The Linux Letter for
November 22, 2000
Hello again! I'm sure that
this week's installment of The Letter comes as a huge surprise,
especially since there hasn't been one for months. But I finally
decided to drag myself over to the keyboard and do something
useful for a change.
Plenty is new since the last
Letter, more than I can talk about in one column. So hopefully
I'll be able to pull myself together and string a few weeks'
worth of them together for your reading enjoyment.
This weeks topic is high
availability computing. It really doesn't have that much of an
application to the average Linux user, but it's an interesting
subject and one for which Linux is well suited.
A while back, Ebay, the
Internet auction service, was down for almost a day. The company
estimated that it lost about $40 million in business and the
stock price plummeted in response. High availability computing
is an option that companies can use to fight against
catastrophic computer failures like that.
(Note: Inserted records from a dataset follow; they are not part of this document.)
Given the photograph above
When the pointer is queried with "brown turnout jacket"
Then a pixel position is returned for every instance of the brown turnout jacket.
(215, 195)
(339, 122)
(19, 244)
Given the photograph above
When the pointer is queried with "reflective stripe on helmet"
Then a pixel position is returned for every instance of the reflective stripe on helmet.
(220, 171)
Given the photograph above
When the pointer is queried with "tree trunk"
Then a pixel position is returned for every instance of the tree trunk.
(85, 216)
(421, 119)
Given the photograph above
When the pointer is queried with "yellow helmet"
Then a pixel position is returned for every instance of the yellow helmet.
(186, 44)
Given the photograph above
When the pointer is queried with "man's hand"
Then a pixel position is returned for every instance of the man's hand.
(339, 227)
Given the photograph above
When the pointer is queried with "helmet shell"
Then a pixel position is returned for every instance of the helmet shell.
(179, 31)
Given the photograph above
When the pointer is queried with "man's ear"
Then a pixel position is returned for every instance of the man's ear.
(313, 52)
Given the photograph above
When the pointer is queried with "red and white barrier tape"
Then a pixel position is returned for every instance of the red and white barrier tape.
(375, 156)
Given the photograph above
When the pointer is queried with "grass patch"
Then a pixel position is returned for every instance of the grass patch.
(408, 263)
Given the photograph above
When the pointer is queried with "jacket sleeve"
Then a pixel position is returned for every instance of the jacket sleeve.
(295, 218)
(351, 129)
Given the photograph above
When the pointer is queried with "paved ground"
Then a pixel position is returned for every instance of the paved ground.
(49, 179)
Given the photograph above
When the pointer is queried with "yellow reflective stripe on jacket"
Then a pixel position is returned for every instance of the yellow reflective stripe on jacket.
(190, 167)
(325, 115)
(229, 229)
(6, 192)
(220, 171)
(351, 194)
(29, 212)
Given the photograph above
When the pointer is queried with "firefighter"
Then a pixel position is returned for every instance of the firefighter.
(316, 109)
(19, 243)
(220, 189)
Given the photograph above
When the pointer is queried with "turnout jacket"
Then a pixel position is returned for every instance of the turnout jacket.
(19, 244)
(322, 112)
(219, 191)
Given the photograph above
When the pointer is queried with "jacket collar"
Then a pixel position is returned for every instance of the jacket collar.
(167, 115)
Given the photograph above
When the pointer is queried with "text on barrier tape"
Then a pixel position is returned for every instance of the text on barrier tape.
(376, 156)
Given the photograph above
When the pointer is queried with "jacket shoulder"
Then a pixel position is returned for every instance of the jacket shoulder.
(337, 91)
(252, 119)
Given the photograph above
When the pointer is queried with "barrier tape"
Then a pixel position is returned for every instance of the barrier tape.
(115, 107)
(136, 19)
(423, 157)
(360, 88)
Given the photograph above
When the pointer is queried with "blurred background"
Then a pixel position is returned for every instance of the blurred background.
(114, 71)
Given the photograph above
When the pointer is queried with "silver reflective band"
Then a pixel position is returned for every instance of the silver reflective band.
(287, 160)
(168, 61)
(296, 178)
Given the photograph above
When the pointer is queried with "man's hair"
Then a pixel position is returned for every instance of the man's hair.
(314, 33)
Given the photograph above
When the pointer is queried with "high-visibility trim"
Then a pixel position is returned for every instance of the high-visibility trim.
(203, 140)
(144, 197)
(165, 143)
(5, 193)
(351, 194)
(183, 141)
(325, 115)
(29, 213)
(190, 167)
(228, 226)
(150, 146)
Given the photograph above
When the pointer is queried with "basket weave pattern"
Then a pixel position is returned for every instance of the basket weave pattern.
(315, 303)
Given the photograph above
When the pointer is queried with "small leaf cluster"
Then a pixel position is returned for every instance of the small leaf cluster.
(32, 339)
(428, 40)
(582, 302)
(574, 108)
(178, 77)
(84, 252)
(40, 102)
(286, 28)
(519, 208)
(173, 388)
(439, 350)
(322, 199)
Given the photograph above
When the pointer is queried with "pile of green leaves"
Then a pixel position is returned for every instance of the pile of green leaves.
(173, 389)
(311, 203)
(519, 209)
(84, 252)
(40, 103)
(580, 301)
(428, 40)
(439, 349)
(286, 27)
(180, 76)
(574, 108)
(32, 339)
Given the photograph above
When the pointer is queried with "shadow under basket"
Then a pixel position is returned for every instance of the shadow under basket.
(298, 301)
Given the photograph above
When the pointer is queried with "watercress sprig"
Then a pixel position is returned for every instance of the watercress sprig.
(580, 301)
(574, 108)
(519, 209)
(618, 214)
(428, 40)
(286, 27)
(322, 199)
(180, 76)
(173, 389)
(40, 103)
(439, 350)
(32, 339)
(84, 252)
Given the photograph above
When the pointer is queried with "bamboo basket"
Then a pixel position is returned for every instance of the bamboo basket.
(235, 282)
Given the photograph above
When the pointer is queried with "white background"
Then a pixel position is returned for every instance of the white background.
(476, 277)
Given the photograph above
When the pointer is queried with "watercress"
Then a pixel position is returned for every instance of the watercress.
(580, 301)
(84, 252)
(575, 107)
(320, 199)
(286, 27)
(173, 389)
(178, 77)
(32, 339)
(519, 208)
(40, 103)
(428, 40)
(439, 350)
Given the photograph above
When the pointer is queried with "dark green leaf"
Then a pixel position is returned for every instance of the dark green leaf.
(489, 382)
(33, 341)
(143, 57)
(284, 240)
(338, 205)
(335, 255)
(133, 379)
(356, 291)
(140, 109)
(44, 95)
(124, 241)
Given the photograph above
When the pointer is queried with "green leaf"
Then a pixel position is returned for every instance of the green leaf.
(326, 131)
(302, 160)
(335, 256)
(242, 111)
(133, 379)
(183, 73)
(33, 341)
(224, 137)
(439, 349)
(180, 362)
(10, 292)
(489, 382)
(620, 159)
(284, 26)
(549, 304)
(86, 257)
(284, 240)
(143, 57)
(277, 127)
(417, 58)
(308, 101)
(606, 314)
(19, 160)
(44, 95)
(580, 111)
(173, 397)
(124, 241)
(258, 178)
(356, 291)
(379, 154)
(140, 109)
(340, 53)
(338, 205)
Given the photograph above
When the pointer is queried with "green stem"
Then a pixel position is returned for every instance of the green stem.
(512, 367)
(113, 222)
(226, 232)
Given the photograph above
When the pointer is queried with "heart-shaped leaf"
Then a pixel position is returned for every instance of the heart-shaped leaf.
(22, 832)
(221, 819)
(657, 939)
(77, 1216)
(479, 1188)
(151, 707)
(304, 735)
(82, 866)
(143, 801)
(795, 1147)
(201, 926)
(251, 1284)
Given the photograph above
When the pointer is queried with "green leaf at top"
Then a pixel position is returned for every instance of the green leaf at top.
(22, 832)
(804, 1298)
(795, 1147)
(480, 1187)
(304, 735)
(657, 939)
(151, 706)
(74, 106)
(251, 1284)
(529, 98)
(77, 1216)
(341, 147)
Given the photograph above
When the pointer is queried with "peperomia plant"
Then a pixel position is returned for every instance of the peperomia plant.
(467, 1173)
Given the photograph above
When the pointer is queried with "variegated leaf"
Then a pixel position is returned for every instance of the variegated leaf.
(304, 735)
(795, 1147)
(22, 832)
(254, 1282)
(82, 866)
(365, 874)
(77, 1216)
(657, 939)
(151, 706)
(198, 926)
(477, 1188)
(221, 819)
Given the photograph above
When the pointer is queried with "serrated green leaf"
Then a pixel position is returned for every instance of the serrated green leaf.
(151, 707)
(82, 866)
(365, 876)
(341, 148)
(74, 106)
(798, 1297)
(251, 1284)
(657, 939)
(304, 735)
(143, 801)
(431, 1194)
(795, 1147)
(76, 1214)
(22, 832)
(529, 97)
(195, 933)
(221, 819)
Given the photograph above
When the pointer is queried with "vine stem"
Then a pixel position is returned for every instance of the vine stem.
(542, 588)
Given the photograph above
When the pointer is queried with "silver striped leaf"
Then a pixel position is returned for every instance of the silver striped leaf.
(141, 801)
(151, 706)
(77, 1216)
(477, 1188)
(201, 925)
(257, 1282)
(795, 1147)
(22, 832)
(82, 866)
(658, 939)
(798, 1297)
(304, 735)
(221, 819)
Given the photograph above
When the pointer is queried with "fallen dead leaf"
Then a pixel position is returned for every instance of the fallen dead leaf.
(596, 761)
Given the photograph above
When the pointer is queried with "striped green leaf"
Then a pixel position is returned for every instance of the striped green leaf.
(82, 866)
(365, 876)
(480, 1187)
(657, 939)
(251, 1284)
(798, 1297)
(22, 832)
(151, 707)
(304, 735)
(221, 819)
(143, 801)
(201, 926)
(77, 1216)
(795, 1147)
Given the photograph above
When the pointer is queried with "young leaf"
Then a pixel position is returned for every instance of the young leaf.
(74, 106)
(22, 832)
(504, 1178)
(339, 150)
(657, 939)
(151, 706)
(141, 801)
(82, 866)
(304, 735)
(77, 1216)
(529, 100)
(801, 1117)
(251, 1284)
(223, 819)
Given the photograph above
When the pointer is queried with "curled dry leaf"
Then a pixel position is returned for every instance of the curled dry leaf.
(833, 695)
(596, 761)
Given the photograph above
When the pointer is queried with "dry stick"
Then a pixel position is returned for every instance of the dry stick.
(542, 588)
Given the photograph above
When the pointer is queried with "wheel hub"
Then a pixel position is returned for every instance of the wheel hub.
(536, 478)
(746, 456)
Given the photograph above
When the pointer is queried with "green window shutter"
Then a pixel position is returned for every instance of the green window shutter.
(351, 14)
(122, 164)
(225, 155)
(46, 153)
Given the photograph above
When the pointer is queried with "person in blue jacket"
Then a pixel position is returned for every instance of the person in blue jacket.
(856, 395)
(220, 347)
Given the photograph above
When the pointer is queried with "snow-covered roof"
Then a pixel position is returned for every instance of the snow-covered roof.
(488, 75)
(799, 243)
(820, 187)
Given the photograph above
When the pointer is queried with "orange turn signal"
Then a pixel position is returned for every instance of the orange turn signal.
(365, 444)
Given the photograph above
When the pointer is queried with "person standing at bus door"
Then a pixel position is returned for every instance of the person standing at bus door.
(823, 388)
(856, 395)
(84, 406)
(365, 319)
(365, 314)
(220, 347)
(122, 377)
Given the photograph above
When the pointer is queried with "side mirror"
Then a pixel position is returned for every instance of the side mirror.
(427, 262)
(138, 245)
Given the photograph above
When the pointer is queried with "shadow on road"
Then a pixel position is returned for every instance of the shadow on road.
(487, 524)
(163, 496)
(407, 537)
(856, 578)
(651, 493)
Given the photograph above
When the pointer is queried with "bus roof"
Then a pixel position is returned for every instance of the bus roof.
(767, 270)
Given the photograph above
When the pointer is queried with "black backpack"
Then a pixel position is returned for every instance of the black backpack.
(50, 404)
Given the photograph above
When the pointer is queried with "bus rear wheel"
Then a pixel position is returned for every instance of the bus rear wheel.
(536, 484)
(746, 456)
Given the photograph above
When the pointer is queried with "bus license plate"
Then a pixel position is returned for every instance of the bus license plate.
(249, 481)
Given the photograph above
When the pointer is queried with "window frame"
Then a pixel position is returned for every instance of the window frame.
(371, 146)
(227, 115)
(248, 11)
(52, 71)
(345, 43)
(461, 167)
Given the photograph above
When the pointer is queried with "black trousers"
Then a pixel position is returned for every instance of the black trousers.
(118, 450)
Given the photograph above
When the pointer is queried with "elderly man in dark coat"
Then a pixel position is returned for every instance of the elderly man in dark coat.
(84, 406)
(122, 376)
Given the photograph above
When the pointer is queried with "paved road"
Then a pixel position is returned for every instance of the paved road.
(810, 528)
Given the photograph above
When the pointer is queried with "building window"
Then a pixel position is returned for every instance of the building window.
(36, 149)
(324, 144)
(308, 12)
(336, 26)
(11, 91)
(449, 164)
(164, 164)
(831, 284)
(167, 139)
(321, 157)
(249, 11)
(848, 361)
In order to understand why
high availability systems are important, its necessary to have
an idea about how they work. Designers of the systems analyze
all of the possible ways that a computer system or network of
computers can fail, and then devise schemes to either prevent
the failures or work around them. Other methods of providing
high availability include clustering multiple servers together
and distributing the network load evenly amongst them, a concept
called load balancing.
System monitoring is critical
to high availability computing because if a node in a network
goes down, the rest of the network needs to know immediately so
that data does not become corrupted. Another potential problem
in clustered servers is for a node to fail, then come back to
life without going through a proper startup. If the rest of the
network does not know the status of the node, data corruption is
almost certain.
Functionally, a high
availability system is composed of several nodes, with each node
usually being a separate computer. Special software monitors the
nodes and removes any failed nodes from service, seamlessly
allowing the other nodes to continue to function without
interruption.
The measurement of a high
availability system is traditionally expressed in terms of
uptime. 99.9% uptime is the accepted beginning of high
availability and translates into about 9 hours of downtime per
year. As the number of "nines" increases, so does the
complexity of the system. Of course, increased complexity and
reliability translates directly into increased cost, so true
high availability systems tend to be quite expensive. But, as
demonstrated by the Ebay case, the relative cost can be an easy
amount to swallow.
Linux is a great candidate for
high availability because the operating system's source code is
freely available. The High Availability Linux Project is an open
source attempt to develop such a system by creating software
tools to monitor a cluster of Linux-based computers.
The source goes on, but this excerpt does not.